Northern Regional Police, York County elected officials try new 3D virtual-reality training
For one police officer, that last step was a virtual doozy.
Sgt. Cody Becker of Northern York County Regional Police was the first volunteer to wear Wrap Reality's 3D virtual-reality headset during a training demonstration at the department's Dover Township headquarters on Monday, Jan. 11.
He was eager to jump into the great unknown.
His chief, fellow officers and several area elected officials were able to see on a big-screen television what Becker was seeing but couldn't experience it in the same way.
Moving around a training room, and with Wrap Reality Vice President Ethan Moeller spotting him to ensure he didn't walk into actual people or walls, Becker stepped into a virtual elevator — complete with awful elevator music — and went to the top floor.
When the doors slid open he was atop a skyscraper. Beyond the elevator floor was nothing but air and a wooden pirate-type plank that extended about 6 feet out from the elevator.
"My God," Becker said as he stared down at the steep drop. He said the experience felt real and that his heart rate increased.
As he inched out onto the plank Becker said, "There's water beading off it."
"That's your sweat," someone quipped. The room erupted in laughter.
Freefall: With Wrap Reality officials coaching him not to "lean" on the virtual elevator walls as he walked the plank — because others have done just that in other demonstrations, they said — Becker intentionally stepped off the flimsy plank and virtually plummeted many stories to the ground.
"Whoa," he said, laughing.
Others who tried the elevator demonstration, including Conewago Township Supervisor Lorreta Wilhide, chose not to step off the plank.
"Gosh, do you see my knees shaking?" Wilhide asked as she took her virtual elevator trip. She later said, "It really felt like I was up there."
The "full immersion" virtual-reality training allows officers to look behind them, above them and side to side, and their senses tell them they are actually in the room.
The program responds to their actions and modifies scenarios based on individual actions, Moeller said.

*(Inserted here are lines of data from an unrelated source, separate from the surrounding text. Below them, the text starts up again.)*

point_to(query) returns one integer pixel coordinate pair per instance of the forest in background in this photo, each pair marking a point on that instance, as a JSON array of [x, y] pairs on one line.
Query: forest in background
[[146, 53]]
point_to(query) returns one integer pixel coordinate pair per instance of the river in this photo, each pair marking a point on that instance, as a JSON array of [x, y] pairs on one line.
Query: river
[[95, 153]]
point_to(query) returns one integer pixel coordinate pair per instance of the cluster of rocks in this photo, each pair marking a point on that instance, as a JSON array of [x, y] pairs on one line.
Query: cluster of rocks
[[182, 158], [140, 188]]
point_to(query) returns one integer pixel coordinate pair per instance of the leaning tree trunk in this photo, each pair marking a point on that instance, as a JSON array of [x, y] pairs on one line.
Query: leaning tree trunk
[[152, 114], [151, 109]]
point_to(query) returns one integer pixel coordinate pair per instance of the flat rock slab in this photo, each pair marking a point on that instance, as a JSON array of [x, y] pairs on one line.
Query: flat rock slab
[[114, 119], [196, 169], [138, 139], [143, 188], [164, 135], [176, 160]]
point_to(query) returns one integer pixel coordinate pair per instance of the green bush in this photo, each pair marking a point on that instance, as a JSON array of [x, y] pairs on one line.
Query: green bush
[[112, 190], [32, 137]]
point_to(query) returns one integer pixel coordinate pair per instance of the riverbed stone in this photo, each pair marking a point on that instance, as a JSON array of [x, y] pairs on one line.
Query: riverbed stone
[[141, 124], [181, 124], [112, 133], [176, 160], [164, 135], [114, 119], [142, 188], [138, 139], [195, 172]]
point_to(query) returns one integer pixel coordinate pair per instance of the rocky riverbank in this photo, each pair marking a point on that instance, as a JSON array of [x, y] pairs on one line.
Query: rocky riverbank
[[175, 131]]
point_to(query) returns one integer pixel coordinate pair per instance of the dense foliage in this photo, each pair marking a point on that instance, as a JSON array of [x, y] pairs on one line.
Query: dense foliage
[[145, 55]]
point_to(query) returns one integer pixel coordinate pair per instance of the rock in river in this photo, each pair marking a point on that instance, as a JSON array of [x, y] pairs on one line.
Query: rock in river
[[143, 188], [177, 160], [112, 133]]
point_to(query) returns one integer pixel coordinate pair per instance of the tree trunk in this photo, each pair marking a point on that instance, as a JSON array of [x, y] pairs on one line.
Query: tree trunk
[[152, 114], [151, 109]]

The 3D training allows more than one officer to participate at a time, and scenarios range from traffic stops on busy highways to active-shooter calls to domestic disputes to home-invasion calls, as well as shooting-range programs.
'By police, for police': In the domestic dispute scenario, a dog barks in the background the entire time. In the traffic stop scenario, cars and trucks speed past the officer standing along the side of the road.
"We like to say it's designed by police, for police," said Marc Thomas, chief government affairs officers for Wrap Technologies, the parent company of Wrap Reality. "It's a huge game-changer."
Thomas said officers can use Wrap Reality to practice firing their weapons, which would mean less time at the shooting range and fewer bullets used, he said.
After a training scenario, the programs analyze what actions the officer took and provide information including the timeline of the scenario, the number of shots an officer fired, the number of bullets that hit their target and how many missed their target, Wrap officials said. Trajectories can be examined as well.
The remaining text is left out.